His teaching style was legendary. He never used slides or projectors. Instead, he would enter the lecture hall with a single piece of chalk, pace silently for a moment, and then begin to draw a symmetrical diagram on the blackboard. The diagrams were always perfect—circles that looked printed, polynomial graphs that arced with geometric precision. bela fejer obituary

He is survived by his sister, Klára, his former students scattered across the globe, and a body of work that stands as a monument to the Hungarian spirit of mathematical inquiry. He was also a gifted amateur pianist, favoring

"He never raised his voice," recalled Professor Mark Williams of MIT, who spent a sabbatical in Budapest in 1992. "We were trying to solve a problem about Chebyshev polynomials. I offered a messy, computational approach. Béla leaned back, closed his eyes for thirty seconds, and then said, 'No. You are fighting the function. Let the symmetry fight for you.' He then wrote a three-line proof that was more beautiful than anything I had ever seen." He delivered invited lectures at the International Congress

Béla Fejér has written his last inequality. But the space he leaves behind—the space of functions, limits, and beauty—will continue to be explored for generations. He proved that precision need not be cold, that symmetry is a form of truth, and that a single, well-crafted theorem lasts longer than stone.
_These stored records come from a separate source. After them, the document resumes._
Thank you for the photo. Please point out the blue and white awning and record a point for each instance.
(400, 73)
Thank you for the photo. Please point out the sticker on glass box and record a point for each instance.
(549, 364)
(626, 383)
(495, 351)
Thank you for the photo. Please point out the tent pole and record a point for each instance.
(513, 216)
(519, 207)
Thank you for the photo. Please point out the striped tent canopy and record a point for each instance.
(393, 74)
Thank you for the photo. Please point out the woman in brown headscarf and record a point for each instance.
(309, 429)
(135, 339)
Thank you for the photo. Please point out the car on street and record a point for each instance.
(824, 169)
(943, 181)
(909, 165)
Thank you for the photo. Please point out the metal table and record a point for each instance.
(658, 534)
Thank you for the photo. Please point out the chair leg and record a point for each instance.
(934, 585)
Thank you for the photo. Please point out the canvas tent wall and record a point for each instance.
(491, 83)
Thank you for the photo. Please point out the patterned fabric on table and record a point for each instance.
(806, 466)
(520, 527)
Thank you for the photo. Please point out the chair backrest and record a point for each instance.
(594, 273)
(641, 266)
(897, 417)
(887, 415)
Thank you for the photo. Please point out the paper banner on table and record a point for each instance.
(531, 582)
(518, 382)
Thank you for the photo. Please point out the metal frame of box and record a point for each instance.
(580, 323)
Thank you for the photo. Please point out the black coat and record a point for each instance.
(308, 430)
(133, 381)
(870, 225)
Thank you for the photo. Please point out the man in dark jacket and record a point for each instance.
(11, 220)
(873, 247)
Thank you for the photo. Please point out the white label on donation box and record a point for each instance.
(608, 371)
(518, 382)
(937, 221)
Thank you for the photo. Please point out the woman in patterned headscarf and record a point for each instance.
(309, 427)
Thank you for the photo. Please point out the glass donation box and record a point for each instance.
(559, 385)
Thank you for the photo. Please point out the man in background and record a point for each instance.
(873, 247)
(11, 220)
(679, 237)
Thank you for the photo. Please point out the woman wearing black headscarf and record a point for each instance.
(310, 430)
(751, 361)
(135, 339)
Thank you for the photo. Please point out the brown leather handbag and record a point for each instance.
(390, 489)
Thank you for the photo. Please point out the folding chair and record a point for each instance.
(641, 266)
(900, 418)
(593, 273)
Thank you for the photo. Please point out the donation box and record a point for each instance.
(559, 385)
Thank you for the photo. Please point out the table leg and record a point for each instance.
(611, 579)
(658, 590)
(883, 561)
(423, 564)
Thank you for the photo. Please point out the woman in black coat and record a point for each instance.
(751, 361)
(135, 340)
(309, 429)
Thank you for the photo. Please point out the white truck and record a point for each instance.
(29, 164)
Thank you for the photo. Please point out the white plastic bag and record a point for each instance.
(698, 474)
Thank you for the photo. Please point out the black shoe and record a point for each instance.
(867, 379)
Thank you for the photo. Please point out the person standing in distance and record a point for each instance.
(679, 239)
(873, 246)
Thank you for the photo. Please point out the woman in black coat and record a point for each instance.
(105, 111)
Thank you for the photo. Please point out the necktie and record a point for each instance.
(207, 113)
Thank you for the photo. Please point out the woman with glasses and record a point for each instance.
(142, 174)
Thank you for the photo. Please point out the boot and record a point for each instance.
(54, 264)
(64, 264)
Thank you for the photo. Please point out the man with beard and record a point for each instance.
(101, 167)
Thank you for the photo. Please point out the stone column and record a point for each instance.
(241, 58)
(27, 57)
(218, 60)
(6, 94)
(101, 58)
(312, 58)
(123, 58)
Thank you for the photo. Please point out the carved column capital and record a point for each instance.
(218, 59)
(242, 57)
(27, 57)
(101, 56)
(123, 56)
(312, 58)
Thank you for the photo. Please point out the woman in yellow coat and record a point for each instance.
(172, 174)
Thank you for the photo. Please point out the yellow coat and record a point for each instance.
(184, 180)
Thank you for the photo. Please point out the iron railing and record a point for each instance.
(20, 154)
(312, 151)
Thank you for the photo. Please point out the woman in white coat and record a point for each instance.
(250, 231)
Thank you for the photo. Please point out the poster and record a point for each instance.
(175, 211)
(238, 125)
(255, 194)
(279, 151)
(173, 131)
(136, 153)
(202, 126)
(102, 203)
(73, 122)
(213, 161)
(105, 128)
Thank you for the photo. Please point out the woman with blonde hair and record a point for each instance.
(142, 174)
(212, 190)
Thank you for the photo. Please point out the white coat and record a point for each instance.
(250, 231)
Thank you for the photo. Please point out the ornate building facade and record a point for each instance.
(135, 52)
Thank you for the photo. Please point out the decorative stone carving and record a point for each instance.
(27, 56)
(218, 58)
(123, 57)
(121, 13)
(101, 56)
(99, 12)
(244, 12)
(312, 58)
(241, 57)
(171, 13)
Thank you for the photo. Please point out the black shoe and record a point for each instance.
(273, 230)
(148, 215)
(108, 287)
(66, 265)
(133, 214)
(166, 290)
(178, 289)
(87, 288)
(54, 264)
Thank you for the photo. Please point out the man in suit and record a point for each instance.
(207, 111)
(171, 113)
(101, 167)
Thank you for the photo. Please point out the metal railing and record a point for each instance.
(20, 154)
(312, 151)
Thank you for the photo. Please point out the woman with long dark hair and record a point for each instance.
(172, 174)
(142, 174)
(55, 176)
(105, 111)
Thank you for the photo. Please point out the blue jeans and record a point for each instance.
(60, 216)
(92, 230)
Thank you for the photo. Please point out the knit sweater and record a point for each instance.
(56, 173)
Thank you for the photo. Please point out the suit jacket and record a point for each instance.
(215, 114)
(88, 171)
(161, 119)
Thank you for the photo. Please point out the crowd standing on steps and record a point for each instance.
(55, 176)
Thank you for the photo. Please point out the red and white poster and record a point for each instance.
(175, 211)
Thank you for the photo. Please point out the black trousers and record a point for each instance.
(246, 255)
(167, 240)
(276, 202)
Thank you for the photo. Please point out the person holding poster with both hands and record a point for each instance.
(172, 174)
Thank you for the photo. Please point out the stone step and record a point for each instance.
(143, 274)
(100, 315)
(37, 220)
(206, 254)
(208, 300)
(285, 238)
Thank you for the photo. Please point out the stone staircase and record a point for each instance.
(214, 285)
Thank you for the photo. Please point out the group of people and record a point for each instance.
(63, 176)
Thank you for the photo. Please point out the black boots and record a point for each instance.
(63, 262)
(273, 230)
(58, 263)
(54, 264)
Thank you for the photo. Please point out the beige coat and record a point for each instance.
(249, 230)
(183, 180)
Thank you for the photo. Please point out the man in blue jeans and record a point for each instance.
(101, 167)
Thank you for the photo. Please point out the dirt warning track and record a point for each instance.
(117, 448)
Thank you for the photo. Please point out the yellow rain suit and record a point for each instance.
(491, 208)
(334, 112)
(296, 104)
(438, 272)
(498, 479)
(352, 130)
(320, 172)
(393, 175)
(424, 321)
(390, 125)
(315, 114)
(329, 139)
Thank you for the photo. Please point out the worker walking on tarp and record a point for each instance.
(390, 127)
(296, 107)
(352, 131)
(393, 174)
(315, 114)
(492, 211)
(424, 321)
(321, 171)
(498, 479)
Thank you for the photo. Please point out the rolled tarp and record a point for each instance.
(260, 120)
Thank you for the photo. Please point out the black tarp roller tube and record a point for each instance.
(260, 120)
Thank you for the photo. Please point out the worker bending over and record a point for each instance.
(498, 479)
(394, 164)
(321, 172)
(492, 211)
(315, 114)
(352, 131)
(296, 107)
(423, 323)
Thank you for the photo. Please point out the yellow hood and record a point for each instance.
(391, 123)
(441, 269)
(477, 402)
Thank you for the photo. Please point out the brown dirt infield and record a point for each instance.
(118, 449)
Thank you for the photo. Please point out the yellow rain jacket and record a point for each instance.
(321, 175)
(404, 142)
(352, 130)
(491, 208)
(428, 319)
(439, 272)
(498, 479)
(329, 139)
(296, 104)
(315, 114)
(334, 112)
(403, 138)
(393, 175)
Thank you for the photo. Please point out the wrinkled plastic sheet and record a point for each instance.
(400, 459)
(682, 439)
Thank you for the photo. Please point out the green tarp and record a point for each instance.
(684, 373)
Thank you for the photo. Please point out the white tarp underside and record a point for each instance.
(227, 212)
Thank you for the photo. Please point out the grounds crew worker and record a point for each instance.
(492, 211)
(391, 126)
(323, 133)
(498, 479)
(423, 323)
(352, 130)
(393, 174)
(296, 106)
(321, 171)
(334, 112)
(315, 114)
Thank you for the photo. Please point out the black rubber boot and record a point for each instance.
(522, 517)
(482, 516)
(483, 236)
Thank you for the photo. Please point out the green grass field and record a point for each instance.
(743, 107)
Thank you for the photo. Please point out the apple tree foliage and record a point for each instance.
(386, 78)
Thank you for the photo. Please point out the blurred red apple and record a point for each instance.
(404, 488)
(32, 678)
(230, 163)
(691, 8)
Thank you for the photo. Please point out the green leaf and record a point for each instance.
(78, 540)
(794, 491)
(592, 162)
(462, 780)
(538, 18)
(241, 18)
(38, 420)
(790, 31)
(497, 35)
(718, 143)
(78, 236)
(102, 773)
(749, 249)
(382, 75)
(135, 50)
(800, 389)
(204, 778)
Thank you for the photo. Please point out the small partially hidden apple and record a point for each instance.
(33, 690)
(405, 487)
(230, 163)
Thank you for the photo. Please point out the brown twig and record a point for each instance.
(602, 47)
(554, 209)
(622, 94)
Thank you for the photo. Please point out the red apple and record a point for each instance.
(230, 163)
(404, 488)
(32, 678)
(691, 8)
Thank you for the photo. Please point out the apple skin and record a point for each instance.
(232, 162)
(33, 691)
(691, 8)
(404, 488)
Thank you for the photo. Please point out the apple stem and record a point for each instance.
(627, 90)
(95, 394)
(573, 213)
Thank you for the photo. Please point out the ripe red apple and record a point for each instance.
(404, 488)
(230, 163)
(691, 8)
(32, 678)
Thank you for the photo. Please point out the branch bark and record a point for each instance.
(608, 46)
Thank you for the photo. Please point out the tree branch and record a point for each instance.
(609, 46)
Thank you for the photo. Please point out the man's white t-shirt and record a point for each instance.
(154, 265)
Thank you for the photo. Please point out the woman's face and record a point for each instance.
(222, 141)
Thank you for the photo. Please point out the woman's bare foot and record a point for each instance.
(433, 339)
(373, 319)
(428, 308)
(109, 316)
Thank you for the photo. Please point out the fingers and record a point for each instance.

Colleagues recall that Fejér could look at a sequence of polynomials and, almost by instinct, identify the precise inequality that governed their growth. "He saw through the notation," said Dr. Anna Kovács, a former student now at the University of Vienna. "Most of us compute. Béla listened to what the function was trying to say." If the archival record shows Fejér’s genius, the memories of his students reveal his humanity. From 1970 until his retirement in 2005, Fejér held the Chair of Analysis at the Bolyai Institute in Szeged, followed by a long tenure at the Alfréd Rényi Institute of Mathematics in Budapest.

He was married once, to Erzsébet (Éva) Fejér, a linguist and translator. Theirs was a partnership of parallel solitude: she translated French poetry while he sketched inequalities. Éva predeceased him in 2015. They had no children. When asked why, Fejér reportedly replied, "I have thousands of children. They are called polynomials, and they behave better than humans."